What it means is something that is both completely obvious and completely impossible: the present changes the past.
Impossible because that is not the direction time flows in (don’t @ me quantum physicists), but obvious because of course new information changes how you see the past. Like: being diagnosed with ADHD made me look back at previous events and understand them very differently, I can see the pattern in what used to be a bunch of disparate challenges and modes of thinking.

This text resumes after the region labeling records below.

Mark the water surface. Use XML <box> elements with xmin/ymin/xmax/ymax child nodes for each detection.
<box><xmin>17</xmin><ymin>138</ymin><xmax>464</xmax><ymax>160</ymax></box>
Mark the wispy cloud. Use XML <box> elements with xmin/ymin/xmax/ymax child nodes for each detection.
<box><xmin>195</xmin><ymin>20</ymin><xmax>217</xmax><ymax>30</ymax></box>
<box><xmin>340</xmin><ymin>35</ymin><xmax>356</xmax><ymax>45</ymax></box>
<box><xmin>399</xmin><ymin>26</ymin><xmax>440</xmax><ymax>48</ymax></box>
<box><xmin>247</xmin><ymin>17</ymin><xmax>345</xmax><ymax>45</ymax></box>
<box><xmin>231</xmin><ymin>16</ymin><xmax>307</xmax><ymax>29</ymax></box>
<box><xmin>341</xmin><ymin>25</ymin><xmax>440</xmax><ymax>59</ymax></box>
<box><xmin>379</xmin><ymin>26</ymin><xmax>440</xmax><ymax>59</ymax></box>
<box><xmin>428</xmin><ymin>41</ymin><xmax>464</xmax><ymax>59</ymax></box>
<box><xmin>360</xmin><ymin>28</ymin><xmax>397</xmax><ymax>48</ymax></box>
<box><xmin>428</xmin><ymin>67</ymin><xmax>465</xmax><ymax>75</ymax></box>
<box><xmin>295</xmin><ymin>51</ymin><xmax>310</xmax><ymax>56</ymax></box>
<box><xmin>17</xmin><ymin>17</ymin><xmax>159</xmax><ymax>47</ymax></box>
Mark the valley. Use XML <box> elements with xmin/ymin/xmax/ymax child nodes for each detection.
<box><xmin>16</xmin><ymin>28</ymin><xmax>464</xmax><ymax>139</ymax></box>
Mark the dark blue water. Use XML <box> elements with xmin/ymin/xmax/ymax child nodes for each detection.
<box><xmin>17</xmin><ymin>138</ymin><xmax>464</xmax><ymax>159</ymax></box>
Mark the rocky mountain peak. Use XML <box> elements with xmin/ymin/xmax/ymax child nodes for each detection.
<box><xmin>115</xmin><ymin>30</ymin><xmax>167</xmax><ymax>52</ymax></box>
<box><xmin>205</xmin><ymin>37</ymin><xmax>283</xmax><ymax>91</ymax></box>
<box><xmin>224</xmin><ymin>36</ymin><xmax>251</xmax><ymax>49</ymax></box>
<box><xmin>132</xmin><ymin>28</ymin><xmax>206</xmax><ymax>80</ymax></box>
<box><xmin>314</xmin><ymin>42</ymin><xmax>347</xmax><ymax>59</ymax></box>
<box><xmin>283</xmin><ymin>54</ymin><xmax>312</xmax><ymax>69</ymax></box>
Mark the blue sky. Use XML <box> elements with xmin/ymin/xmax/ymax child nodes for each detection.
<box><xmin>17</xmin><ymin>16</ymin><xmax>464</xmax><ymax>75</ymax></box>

Or: you learn what a healthy relationship looks like, and you suddenly realise your past relationships were very much not healthy.
Also, we know that human memories aren’t static, like files that are stored and retrieved, they’re recreated every time and change all the time, without even having the decency to let you know they’ve changed.
…
That Mr Palomar quote makes it easier for me to feel like one’s past isn’t dead, it’s still a living resource, which makes it easier not to feel too desperate about the passing of time.
In Man’s Search for Meaning by Viktor Frankl (which I finally got around to reading like a week ago, but then it is of little importance whether a person reads a book early or late), he says that we shouldn’t think of the past as spent, and only the future as having value. Instead, your past is a locked treasury, in which you can store away years and achievements, safe and untouchable. And that you shouldn’t view aging as running out of time, but with satisfaction at having stacked away more and more things into your treasury.
Which kind of suggests the opposite of the Mr Palomar quote, that your past can’t be changed by your present, but idk, you’re allowed to rummage around in your storehouse and rearrange things, I don’t think that makes the ideas incompatible.